Generative Pre-trained Transformer 3 (GPT-3) is an autoregressive language model released in 2020 that uses deep learning to produce human-like text. Given an initial text as prompt, it will produce text that continues the prompt.

LaMDA (Language Model for Dialogue Applications) is a family of conversational large language models developed by Google. Originally developed and introduced as Meena in 2020, the first-generation LaMDA was announced during the 2021 Google I/O keynote, while the second generation was announced the following year.

GitHub Copilot is a cloud-based artificial intelligence tool developed by GitHub and OpenAI to assist users of Visual Studio Code, Visual Studio, Neovim, and JetBrains integrated development environments (IDEs) by autocompleting code. On June 29, 2021, GitHub announced GitHub Copilot for technical preview in the Visual Studio Code development environment.

OpenAI Codex is an artificial intelligence model developed by OpenAI. It parses natural language and generates code in response. It is used to power GitHub Copilot, a programming autocompletion tool developed for Visual Studio Code. Codex is a descendant of OpenAI's GPT-3 model, fine-tuned for use in programming applications. Released: Aug 10, 2021

On May 11, 2022, Google unveiled LaMDA 2, the successor to LaMDA, during the 2022 Google I/O keynote.

PaLM (Pathways Language Model) is a 540 billion parameter transformer-based large language model developed by Google AI. The model was first announced in April 2022 and remained private until March 2023, when Google launched an API for PaLM and several other technologies.

ChatGPT (Chat Generative Pre-trained Transformer) is an artificial-intelligence (AI) chatbot developed by OpenAI and launched in November 2022. It is built on top of OpenAI's GPT-3.5 and GPT-4 families of large language models (LLMs) and has been fine-tuned (an approach to transfer learning) using both supervised and reinforcement learning techniques.

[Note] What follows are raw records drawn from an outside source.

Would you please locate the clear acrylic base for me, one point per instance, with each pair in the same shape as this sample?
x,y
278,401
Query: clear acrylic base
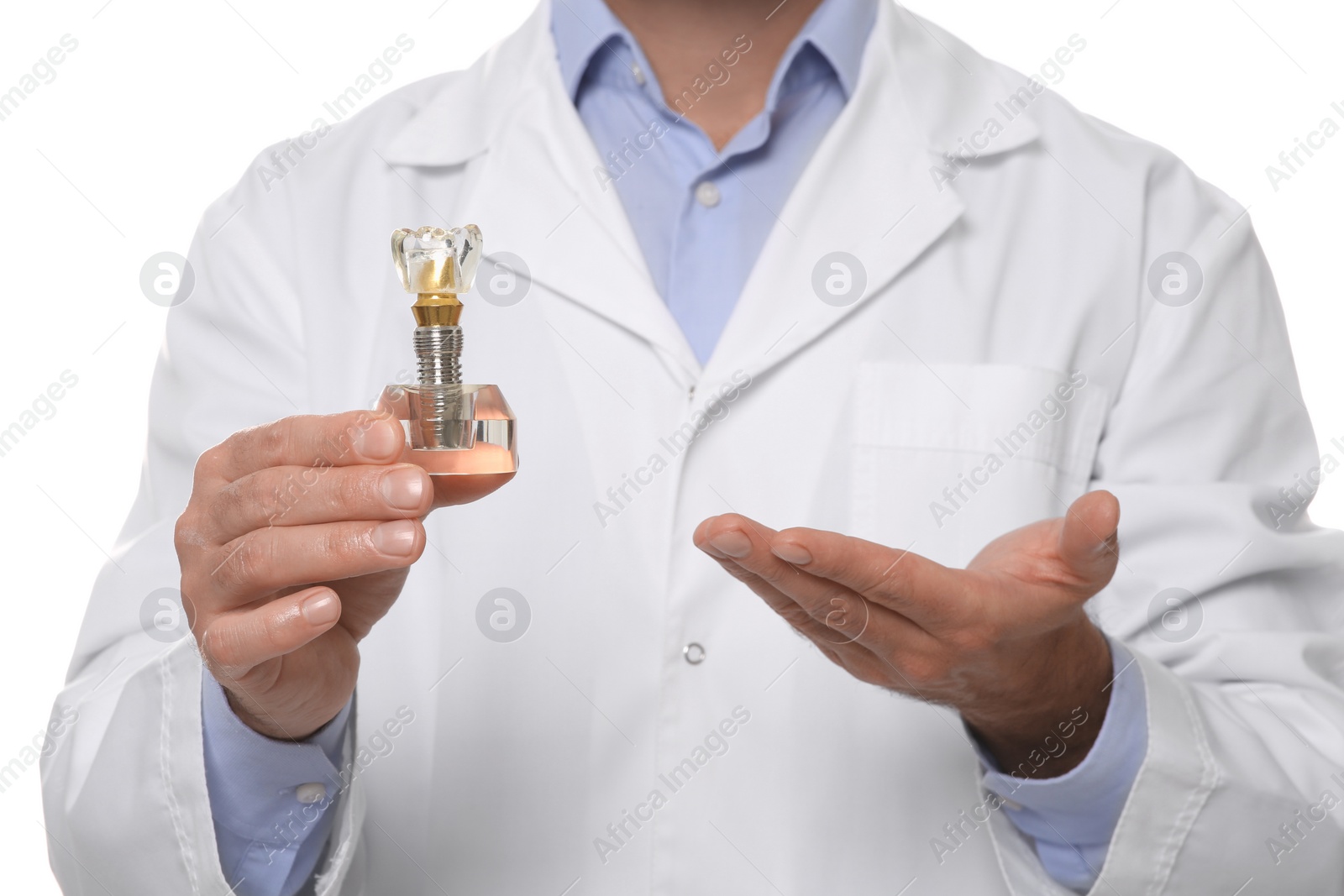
x,y
465,437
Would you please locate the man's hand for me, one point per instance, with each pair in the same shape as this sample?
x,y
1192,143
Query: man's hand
x,y
296,540
1005,641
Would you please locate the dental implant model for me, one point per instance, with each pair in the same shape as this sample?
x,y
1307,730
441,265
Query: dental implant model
x,y
463,436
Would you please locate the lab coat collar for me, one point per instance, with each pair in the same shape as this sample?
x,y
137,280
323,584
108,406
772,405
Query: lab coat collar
x,y
951,92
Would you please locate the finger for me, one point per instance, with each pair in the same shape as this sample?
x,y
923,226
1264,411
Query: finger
x,y
307,495
266,560
907,584
1089,543
237,641
837,614
336,439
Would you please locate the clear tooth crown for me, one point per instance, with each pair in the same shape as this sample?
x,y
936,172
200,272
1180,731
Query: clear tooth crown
x,y
433,261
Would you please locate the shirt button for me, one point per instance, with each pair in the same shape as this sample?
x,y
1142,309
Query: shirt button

On February 7, 2023, Microsoft announced a major overhaul to Bing including the addition of chatbot functionality marketed as "the new Bing".

Llama (acronym for Large Language Model Meta AI, and formerly stylized as LLaMA) is a family of autoregressive large language models (LLMs) released by Meta AI starting in February 2023.

Bard is a conversational artificial intelligence chatbot developed by Google, based on the LaMDA family of large language models. It was developed as a response to the rise of OpenAI's ChatGPT, and was released in a limited capacity in March 2023 to lukewarm responses.

The original release of ChatGPT was based on GPT-3.5. A version based on GPT-4, the newest OpenAI model, was released on March 14, 2023, and is available for paid subscribers on a limited basis.

Google Gemini is a family of multimodal large language models developed by Google DeepMind, serving as the successor to LaMDA and PaLM 2. Comprising Gemini Ultra, Gemini Pro, Gemini Flash, and Gemini Nano, it was announced on December 6, 2023, positioned as a competitor to OpenAI's GPT-4.